Essa triste realidade faz lembrar que “prevenir é o melhor remédio”. A melhor maneira de se combater a violência sexual contra crianças e adolescentes é a informação. É necessário um trabalho informativo junto aos pais e responsáveis, a sensibilização da população em geral e dos profissionais das áreas de educação, saúde, com atenção as crianças em situação de risco. A sexualidade sempre teve espaço nas preocupações da escola e da família. No entanto, de forma prolixa e distorcida (como se estivéssemos vivendo ainda no século XVIII), tratada por um viés moralista que mais reprime do que incentiva a expressão das vivências e curiosidades presentes no mundo da sexualidade infantil. A consideração da sexualidade de uma forma geral na sociedade se baseia na culpa e na repressão. Um excessivo controle social com conseqüências pesadas para a vida e a saúde dos indivíduos. Esse controle não faz bem, por exemplo, porque inibe as crianças, ensinando e incentivando-as a ficarem caladas diante das diferentes experiências que podem sofrer, como por exemplo, a traumatizante violência sexual.

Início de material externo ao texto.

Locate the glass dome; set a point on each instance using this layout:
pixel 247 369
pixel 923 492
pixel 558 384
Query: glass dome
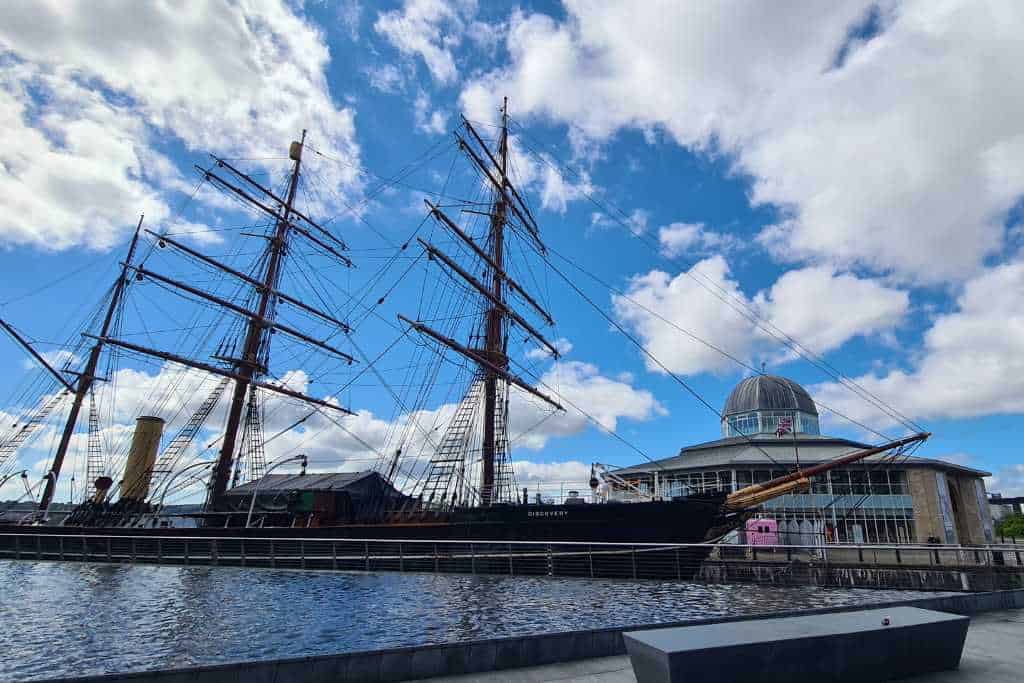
pixel 761 403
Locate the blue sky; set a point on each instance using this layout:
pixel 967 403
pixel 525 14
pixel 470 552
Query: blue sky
pixel 849 174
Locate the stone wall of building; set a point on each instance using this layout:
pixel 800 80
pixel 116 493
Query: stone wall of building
pixel 928 507
pixel 927 511
pixel 970 514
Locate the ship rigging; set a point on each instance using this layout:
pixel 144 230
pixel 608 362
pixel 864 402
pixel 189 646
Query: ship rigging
pixel 440 477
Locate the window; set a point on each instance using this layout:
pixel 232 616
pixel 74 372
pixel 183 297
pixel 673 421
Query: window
pixel 742 425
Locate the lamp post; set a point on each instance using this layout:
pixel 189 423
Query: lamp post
pixel 252 503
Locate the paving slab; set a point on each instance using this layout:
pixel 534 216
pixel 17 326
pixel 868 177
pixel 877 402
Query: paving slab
pixel 993 653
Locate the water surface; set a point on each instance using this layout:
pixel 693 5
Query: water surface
pixel 76 619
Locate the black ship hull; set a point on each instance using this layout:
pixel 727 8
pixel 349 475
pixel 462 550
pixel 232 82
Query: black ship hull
pixel 554 540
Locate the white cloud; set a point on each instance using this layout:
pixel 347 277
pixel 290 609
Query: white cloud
pixel 76 175
pixel 91 85
pixel 823 309
pixel 678 239
pixel 431 122
pixel 686 304
pixel 820 308
pixel 1009 481
pixel 556 191
pixel 428 29
pixel 972 361
pixel 900 160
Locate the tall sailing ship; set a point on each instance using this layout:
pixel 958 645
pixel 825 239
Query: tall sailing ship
pixel 452 478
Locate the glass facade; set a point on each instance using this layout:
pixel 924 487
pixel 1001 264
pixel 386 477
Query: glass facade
pixel 766 422
pixel 843 506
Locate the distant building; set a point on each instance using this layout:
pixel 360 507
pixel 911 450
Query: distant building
pixel 770 424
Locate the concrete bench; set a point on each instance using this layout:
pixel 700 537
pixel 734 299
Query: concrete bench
pixel 844 646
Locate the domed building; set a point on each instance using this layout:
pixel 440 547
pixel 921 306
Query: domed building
pixel 770 427
pixel 760 403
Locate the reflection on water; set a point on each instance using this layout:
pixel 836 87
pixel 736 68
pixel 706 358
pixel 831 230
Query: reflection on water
pixel 61 620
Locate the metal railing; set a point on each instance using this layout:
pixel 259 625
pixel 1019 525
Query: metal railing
pixel 938 567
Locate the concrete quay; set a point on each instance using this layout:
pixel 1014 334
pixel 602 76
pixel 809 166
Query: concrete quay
pixel 563 656
pixel 992 654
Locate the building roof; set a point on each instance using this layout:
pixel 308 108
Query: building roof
pixel 768 452
pixel 278 483
pixel 768 392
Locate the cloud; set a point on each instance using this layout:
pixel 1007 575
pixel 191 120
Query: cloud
pixel 429 30
pixel 821 308
pixel 577 384
pixel 678 239
pixel 386 78
pixel 898 157
pixel 971 364
pixel 86 88
pixel 76 174
pixel 1009 481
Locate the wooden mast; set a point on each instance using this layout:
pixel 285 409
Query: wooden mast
pixel 86 378
pixel 248 365
pixel 494 344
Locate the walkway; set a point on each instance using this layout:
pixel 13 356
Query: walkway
pixel 993 653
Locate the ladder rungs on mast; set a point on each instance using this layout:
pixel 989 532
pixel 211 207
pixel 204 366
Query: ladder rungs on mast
pixel 257 185
pixel 478 286
pixel 514 286
pixel 216 179
pixel 251 281
pixel 173 357
pixel 478 358
pixel 508 183
pixel 500 187
pixel 243 311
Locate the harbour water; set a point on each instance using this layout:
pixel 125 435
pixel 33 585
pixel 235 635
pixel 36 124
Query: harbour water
pixel 67 619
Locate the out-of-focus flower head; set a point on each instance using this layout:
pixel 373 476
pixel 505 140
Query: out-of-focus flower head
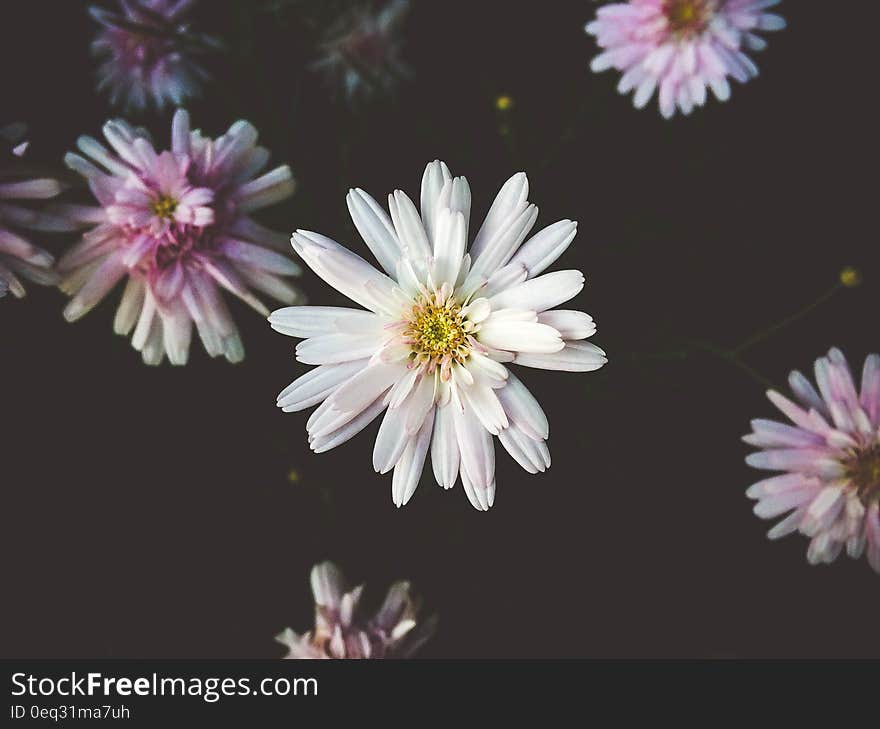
pixel 21 193
pixel 361 50
pixel 148 53
pixel 176 224
pixel 681 48
pixel 831 456
pixel 340 631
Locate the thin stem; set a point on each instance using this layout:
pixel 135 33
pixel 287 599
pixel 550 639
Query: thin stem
pixel 766 333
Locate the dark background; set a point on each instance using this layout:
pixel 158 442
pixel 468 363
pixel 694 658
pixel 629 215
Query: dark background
pixel 148 512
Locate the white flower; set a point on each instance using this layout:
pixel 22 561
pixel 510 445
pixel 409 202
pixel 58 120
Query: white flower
pixel 437 328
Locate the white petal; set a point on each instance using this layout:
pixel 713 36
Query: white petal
pixel 346 272
pixel 499 249
pixel 510 199
pixel 519 336
pixel 334 348
pixel 375 228
pixel 366 386
pixel 576 357
pixel 435 176
pixel 310 321
pixel 317 384
pixel 408 224
pixel 570 324
pixel 408 470
pixel 541 293
pixel 444 448
pixel 476 448
pixel 485 405
pixel 523 409
pixel 543 248
pixel 450 241
pixel 350 429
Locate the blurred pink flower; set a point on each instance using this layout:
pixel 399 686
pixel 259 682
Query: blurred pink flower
pixel 681 47
pixel 20 190
pixel 177 225
pixel 147 50
pixel 831 457
pixel 341 632
pixel 361 51
pixel 439 325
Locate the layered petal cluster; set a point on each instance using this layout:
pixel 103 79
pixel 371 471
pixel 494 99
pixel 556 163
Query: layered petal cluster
pixel 176 226
pixel 681 48
pixel 21 209
pixel 361 52
pixel 437 327
pixel 148 53
pixel 342 632
pixel 830 454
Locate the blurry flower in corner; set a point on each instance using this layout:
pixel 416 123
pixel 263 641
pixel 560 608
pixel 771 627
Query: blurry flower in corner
pixel 148 53
pixel 340 631
pixel 831 459
pixel 176 224
pixel 681 48
pixel 437 328
pixel 361 51
pixel 21 193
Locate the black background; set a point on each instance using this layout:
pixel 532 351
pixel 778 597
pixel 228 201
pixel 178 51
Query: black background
pixel 148 513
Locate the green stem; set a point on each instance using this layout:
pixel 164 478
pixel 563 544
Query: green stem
pixel 766 333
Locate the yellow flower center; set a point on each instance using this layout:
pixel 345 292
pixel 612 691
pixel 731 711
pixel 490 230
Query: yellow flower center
pixel 863 471
pixel 688 16
pixel 164 207
pixel 436 331
pixel 437 334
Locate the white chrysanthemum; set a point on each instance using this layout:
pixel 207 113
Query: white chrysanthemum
pixel 430 346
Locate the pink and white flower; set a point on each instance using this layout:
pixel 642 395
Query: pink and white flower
pixel 21 195
pixel 176 224
pixel 148 52
pixel 831 459
pixel 342 632
pixel 681 48
pixel 361 52
pixel 437 328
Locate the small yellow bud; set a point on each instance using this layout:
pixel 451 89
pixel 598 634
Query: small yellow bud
pixel 850 277
pixel 504 103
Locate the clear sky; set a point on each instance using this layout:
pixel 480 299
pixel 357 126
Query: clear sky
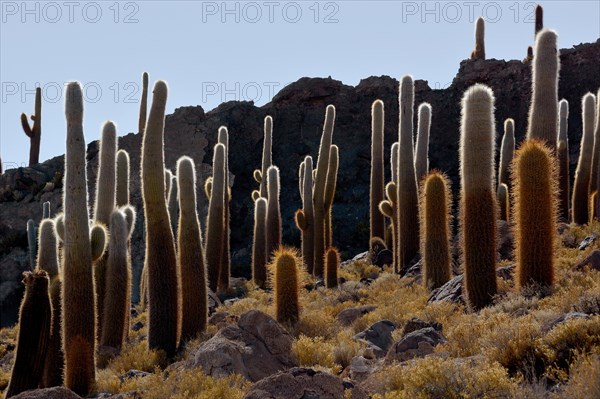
pixel 215 51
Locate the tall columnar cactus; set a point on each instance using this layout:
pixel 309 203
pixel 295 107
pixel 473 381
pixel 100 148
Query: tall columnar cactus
pixel 407 217
pixel 34 334
pixel 594 179
pixel 562 153
pixel 479 52
pixel 225 268
pixel 581 186
pixel 215 224
pixel 422 145
pixel 334 161
pixel 535 213
pixel 143 104
pixel 332 262
pixel 503 201
pixel 286 280
pixel 377 224
pixel 436 204
pixel 31 242
pixel 543 111
pixel 34 132
pixel 259 243
pixel 118 283
pixel 305 216
pixel 122 196
pixel 82 246
pixel 320 189
pixel 507 151
pixel 48 261
pixel 273 224
pixel 163 300
pixel 103 207
pixel 478 207
pixel 190 259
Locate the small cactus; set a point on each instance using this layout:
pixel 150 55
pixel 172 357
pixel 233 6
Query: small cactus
pixel 35 319
pixel 535 213
pixel 436 203
pixel 581 186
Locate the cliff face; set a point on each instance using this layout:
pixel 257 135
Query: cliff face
pixel 298 111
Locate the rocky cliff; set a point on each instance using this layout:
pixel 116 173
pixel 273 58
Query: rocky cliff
pixel 298 113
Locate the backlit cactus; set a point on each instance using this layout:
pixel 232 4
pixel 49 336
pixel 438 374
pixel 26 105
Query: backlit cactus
pixel 478 207
pixel 407 217
pixel 422 144
pixel 507 150
pixel 535 214
pixel 190 257
pixel 160 260
pixel 562 153
pixel 259 243
pixel 543 111
pixel 436 203
pixel 34 334
pixel 377 187
pixel 581 186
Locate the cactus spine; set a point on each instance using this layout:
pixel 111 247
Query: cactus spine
pixel 332 261
pixel 190 259
pixel 478 206
pixel 225 267
pixel 160 259
pixel 507 151
pixel 535 213
pixel 259 244
pixel 118 283
pixel 581 186
pixel 34 132
pixel 35 319
pixel 422 145
pixel 273 224
pixel 543 112
pixel 81 248
pixel 334 161
pixel 286 282
pixel 435 229
pixel 562 153
pixel 407 217
pixel 479 52
pixel 377 183
pixel 48 261
pixel 305 216
pixel 103 207
pixel 215 231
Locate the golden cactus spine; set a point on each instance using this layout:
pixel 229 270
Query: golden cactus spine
pixel 377 225
pixel 436 204
pixel 562 154
pixel 507 150
pixel 215 231
pixel 190 257
pixel 407 217
pixel 163 300
pixel 320 189
pixel 259 243
pixel 581 186
pixel 535 214
pixel 543 111
pixel 35 319
pixel 478 207
pixel 422 144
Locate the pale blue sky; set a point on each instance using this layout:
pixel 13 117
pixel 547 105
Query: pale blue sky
pixel 211 51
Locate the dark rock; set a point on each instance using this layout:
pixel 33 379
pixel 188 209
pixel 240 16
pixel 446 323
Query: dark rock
pixel 303 383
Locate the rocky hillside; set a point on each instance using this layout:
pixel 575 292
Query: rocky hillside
pixel 298 112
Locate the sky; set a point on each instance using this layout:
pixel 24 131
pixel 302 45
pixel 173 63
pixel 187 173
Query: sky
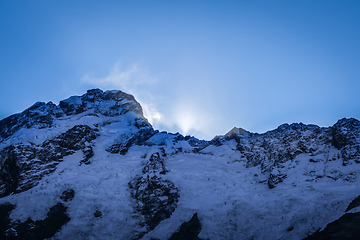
pixel 197 67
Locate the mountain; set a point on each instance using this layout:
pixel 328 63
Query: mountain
pixel 93 167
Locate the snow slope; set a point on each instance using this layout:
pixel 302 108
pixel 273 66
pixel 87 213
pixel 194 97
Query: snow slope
pixel 102 164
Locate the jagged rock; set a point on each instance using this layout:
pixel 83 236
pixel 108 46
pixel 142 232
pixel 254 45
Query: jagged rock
pixel 274 179
pixel 156 198
pixel 67 195
pixel 188 230
pixel 354 203
pixel 345 228
pixel 109 103
pixel 23 165
pixel 37 230
pixel 40 115
pixel 138 138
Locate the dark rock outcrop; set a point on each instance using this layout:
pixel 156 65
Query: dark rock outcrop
pixel 188 230
pixel 23 165
pixel 345 228
pixel 42 115
pixel 156 199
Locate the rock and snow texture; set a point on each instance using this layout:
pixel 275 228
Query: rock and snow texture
pixel 97 164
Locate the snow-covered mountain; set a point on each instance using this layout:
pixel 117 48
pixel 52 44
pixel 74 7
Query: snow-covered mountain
pixel 93 167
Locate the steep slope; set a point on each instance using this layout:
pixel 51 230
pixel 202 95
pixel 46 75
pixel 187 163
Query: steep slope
pixel 97 163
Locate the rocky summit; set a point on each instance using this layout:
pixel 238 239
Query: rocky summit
pixel 93 167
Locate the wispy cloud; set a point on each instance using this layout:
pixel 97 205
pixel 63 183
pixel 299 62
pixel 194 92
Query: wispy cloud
pixel 134 80
pixel 128 79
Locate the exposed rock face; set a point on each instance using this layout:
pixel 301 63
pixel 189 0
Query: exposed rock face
pixel 188 230
pixel 42 115
pixel 109 103
pixel 156 198
pixel 275 148
pixel 30 229
pixel 346 134
pixel 23 165
pixel 133 182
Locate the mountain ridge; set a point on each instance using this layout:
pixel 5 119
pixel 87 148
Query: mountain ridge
pixel 100 148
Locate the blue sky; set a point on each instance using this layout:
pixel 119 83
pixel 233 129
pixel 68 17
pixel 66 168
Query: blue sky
pixel 197 67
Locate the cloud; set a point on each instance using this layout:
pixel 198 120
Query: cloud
pixel 133 80
pixel 184 115
pixel 128 79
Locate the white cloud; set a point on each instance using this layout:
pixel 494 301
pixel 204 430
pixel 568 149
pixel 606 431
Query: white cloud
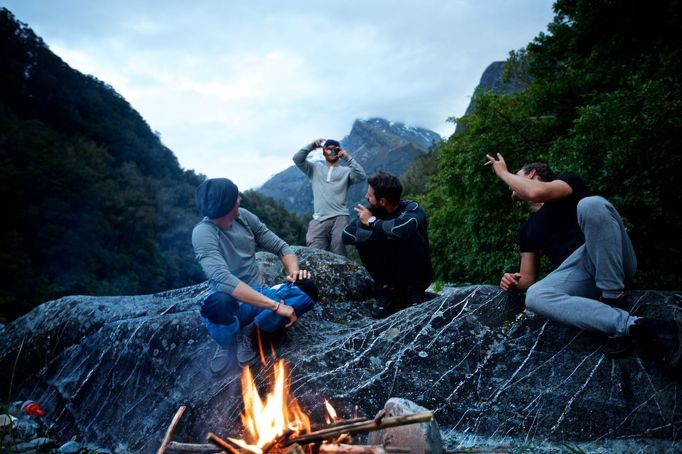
pixel 236 88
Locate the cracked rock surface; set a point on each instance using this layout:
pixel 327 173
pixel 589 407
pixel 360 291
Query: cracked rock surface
pixel 113 370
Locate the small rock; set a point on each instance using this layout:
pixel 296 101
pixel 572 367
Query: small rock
pixel 419 438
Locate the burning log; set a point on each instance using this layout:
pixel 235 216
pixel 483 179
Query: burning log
pixel 175 447
pixel 171 428
pixel 360 449
pixel 357 427
pixel 222 444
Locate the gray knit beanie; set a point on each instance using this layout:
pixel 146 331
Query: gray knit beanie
pixel 216 197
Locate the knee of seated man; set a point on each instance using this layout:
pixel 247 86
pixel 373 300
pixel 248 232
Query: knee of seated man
pixel 590 205
pixel 309 287
pixel 219 308
pixel 537 297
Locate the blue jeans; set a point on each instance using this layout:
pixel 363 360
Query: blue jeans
pixel 599 267
pixel 224 316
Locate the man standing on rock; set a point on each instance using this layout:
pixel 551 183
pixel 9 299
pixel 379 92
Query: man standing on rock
pixel 330 184
pixel 391 237
pixel 225 244
pixel 585 239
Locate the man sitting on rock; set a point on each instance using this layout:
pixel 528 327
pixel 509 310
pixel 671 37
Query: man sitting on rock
pixel 585 239
pixel 225 244
pixel 391 237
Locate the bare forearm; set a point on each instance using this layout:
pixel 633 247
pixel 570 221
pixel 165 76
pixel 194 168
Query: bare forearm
pixel 290 262
pixel 247 295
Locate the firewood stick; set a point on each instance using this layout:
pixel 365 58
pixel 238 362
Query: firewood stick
pixel 366 426
pixel 175 447
pixel 339 422
pixel 171 428
pixel 268 446
pixel 222 444
pixel 327 448
pixel 381 415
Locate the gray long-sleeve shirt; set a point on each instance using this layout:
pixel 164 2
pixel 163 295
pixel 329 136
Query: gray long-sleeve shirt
pixel 229 256
pixel 330 183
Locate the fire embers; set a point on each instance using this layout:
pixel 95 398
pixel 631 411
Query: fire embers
pixel 268 420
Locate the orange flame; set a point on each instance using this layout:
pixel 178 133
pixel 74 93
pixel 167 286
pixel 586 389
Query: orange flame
pixel 330 416
pixel 266 420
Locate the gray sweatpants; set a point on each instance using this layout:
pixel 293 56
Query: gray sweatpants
pixel 327 234
pixel 598 267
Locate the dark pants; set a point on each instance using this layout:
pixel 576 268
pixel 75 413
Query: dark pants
pixel 400 264
pixel 224 316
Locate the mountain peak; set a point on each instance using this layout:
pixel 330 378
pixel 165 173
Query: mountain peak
pixel 377 144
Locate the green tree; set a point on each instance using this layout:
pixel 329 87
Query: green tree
pixel 603 101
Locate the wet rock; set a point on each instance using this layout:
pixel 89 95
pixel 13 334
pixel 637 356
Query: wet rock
pixel 34 446
pixel 114 370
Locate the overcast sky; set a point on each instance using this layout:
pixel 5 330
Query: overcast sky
pixel 236 87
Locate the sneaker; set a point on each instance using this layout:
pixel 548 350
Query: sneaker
pixel 383 306
pixel 617 346
pixel 222 360
pixel 661 339
pixel 246 352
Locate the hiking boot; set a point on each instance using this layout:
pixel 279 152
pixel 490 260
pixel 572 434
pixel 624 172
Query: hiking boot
pixel 222 360
pixel 661 339
pixel 383 306
pixel 415 296
pixel 246 351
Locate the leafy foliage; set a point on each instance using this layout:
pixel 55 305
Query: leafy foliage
pixel 603 101
pixel 94 203
pixel 287 225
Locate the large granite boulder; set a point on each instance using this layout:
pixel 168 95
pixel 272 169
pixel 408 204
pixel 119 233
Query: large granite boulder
pixel 113 371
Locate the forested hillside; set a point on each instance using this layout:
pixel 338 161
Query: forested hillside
pixel 93 202
pixel 603 99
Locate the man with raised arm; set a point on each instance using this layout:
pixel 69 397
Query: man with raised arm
pixel 585 240
pixel 330 182
pixel 225 244
pixel 391 237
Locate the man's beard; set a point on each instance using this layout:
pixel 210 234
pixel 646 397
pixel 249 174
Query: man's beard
pixel 377 210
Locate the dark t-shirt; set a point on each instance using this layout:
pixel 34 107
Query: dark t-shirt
pixel 553 229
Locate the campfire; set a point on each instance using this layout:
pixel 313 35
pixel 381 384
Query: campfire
pixel 277 424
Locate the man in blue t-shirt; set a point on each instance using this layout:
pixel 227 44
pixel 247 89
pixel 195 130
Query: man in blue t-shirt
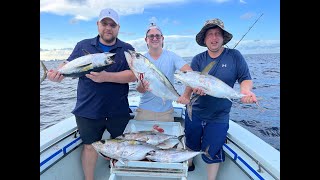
pixel 210 115
pixel 102 97
pixel 152 107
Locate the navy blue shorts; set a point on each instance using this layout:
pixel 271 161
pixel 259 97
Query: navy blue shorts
pixel 91 130
pixel 201 134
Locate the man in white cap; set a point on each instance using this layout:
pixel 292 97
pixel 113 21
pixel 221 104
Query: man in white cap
pixel 210 115
pixel 102 97
pixel 152 107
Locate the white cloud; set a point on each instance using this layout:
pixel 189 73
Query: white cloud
pixel 185 46
pixel 86 10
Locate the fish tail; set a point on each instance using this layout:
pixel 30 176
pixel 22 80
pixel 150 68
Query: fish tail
pixel 45 70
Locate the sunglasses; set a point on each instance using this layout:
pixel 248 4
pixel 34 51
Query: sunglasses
pixel 151 36
pixel 113 25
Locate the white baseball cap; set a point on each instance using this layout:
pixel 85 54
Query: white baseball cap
pixel 109 13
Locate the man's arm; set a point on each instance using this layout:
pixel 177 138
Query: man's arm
pixel 125 76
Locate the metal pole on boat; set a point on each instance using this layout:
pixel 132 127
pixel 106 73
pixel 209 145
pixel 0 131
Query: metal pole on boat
pixel 247 31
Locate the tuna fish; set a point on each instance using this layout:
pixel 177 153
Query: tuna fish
pixel 211 85
pixel 158 83
pixel 173 155
pixel 83 65
pixel 123 150
pixel 150 137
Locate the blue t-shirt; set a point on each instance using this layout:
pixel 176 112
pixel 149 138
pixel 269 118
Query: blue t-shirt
pixel 107 99
pixel 230 67
pixel 167 63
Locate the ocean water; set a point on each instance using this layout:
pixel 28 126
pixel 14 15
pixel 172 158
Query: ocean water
pixel 58 99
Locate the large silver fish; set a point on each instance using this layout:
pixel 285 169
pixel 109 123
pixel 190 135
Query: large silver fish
pixel 211 85
pixel 173 155
pixel 83 65
pixel 150 137
pixel 158 83
pixel 123 150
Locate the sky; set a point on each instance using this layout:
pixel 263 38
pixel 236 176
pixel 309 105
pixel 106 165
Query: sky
pixel 254 24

Se quisermos um mundo mais responsável com todas as NOSSAS crianças, não podemos dar preferência a um gemido sufocado que ninguém ouve em detrimento da explicitação das questões relativas à sexualidade e aos riscos de violência contra incapazes. Daí a importância de um trabalho de orientação sexual, sempre oportuno, na escola e com a família. Onde não se é julgado, aí confessa a alma. Portanto, melhor seria a abertura ao conhecimento, a orientação e esclarecimentos acerca do amplo universo relacional em que vivemos desde a tenra idade. Conversar sobre o assunto não significa incentivar a prática, muito pelo contrário, trata-se de proteger contra a violência. Não conversar sobre é negligência, conivência… violência!